1. De Raad verwijst naar zijn tussenuitspraak voor een uiteenzetting van de feiten waarvan hij uitgaat bij zijn oordeelsvorming. De Raad volstaat met het volgende.
2. Bij de tussenuitspraak heeft de Raad, kort samengevat en voor zover hier van belang, overwogen dat appellant en zijn echtgenote in de periode van 26 oktober 2009 tot en met
31 oktober 2011 (periode in geding) aan het college geen juiste opgave hebben gedaan van hun inkomsten uit en in verband met arbeid en dat het college in redelijkheid van de bevoegdheid gebruik heeft kunnen maken om de bijstand ingevolge de Wet werk en bijstand (WWB) over de betreffende maanden in te trekken of te herzien naar gelang de hoogte van de verzwegen inkomsten in die maanden. Het college heeft evenwel niet naar behoren gemotiveerd dat van appellant en echtgenote terecht een bedrag van € 11.761,56, later door het college teruggebracht tot een bedrag van € 10.281,92, aan ten onrechte gemaakte kosten van bijstand wordt teruggevorderd. De Raad heeft aanleiding gezien om met toepassing van de bestuurlijke lus het college op te dragen dit geconstateerde gebrek te herstellen.

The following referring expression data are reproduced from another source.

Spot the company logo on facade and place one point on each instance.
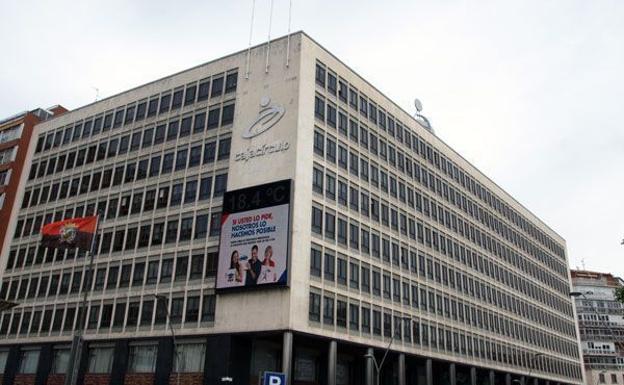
(269, 116)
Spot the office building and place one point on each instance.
(383, 235)
(601, 325)
(15, 138)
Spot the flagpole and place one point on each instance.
(71, 376)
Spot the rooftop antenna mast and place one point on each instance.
(253, 8)
(420, 117)
(288, 41)
(266, 68)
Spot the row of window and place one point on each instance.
(336, 152)
(398, 131)
(115, 147)
(367, 280)
(135, 236)
(120, 205)
(134, 112)
(150, 270)
(348, 195)
(328, 310)
(121, 315)
(380, 247)
(171, 161)
(141, 358)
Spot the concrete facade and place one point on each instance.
(601, 325)
(467, 285)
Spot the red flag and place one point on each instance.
(70, 233)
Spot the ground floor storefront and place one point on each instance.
(239, 359)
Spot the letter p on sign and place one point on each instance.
(273, 378)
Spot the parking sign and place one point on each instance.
(274, 378)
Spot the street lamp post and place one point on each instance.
(163, 300)
(371, 356)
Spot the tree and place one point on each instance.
(619, 294)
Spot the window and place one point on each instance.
(142, 359)
(208, 308)
(100, 360)
(191, 356)
(230, 82)
(60, 361)
(217, 87)
(315, 263)
(227, 116)
(224, 148)
(29, 358)
(319, 108)
(328, 310)
(317, 220)
(213, 118)
(220, 185)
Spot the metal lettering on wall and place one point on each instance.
(268, 116)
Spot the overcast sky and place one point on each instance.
(530, 92)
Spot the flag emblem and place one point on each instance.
(70, 233)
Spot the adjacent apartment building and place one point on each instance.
(15, 138)
(391, 238)
(601, 325)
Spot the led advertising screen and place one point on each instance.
(254, 242)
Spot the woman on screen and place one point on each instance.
(269, 265)
(236, 266)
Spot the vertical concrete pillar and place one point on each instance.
(452, 374)
(331, 362)
(370, 367)
(401, 369)
(287, 355)
(429, 372)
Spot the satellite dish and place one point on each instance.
(418, 104)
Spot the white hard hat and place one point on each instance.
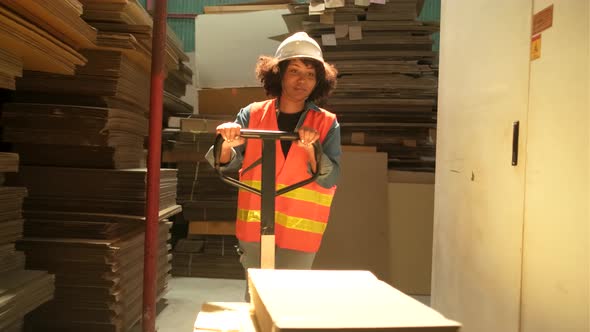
(299, 45)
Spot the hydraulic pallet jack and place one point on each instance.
(267, 191)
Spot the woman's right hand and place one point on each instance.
(230, 131)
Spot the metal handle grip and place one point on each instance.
(266, 135)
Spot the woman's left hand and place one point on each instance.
(307, 136)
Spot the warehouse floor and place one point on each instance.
(186, 295)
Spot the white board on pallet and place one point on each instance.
(228, 46)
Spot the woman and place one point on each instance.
(296, 77)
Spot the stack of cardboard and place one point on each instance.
(31, 43)
(60, 18)
(93, 190)
(92, 240)
(22, 290)
(11, 66)
(124, 24)
(206, 200)
(71, 135)
(217, 258)
(175, 108)
(386, 94)
(98, 282)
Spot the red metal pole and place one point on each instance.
(153, 171)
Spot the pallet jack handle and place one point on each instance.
(267, 191)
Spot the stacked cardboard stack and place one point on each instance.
(217, 257)
(93, 241)
(29, 42)
(51, 30)
(386, 95)
(73, 135)
(175, 108)
(206, 200)
(11, 67)
(125, 25)
(22, 290)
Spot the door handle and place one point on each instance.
(515, 132)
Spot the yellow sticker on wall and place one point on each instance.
(535, 47)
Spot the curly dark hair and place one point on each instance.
(270, 73)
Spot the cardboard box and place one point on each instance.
(295, 300)
(228, 101)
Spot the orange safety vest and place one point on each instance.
(301, 215)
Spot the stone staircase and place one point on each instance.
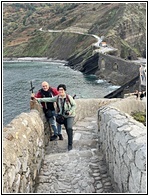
(81, 170)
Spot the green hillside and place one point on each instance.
(122, 25)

3. Bij brief van 19 maart 2015 heeft het college onder verwijzing naar de bijgevoegde specificaties over de herberekening per maand, de gemaakte nadeelberekening, jaaroverzichten over 2009 tot en met 2011 en bruto herberekeningen over genoemde jaren gemotiveerd dat aan appellant en echtgenote over de periode in geding per saldo € 10.281,92 bruto teveel aan bijstand is verstrekt. Daarbij heeft het college een specifieke toelichting gegeven over het bedrag van de terugvordering over maart 2010 van € 452,67 en over de reden waarom over de maanden september 2010, november 2010, januari 2011 en mei 2011 te weinig bijstand aan appellant en echtgenote is verstrekt.
4. In zijn zienswijze heeft appellant kenbaar gemaakt dat het college veel fouten heeft gemaakt en dat appellant door de voorschotverlening en de daarop volgende verrekening van inkomsten door het college iedere maand te weinig inkomen heeft gekregen om te voorzien in de kosten van bestaan van zijn gezin met drie jonge kinderen. Appellant bestrijdt dat hij fraude heeft gepleegd. Hij is alleen soms vergeten een loonstrookje in te dienen, ook omdat hij door de handelwijze van het college ziek is geworden. Appellant is van mening dat de herberekening van het college niet juist is. Appellant ontvangt een uitkering ingevolge de Ziektewet en zijn echtgenote heeft geen inkomen. Daardoor is appellant niet in staat aan het college terug te betalen. Daarbij wijst appellant erop dat hij ernstig ziek is en onder meer lijdt aan stress en een depressie.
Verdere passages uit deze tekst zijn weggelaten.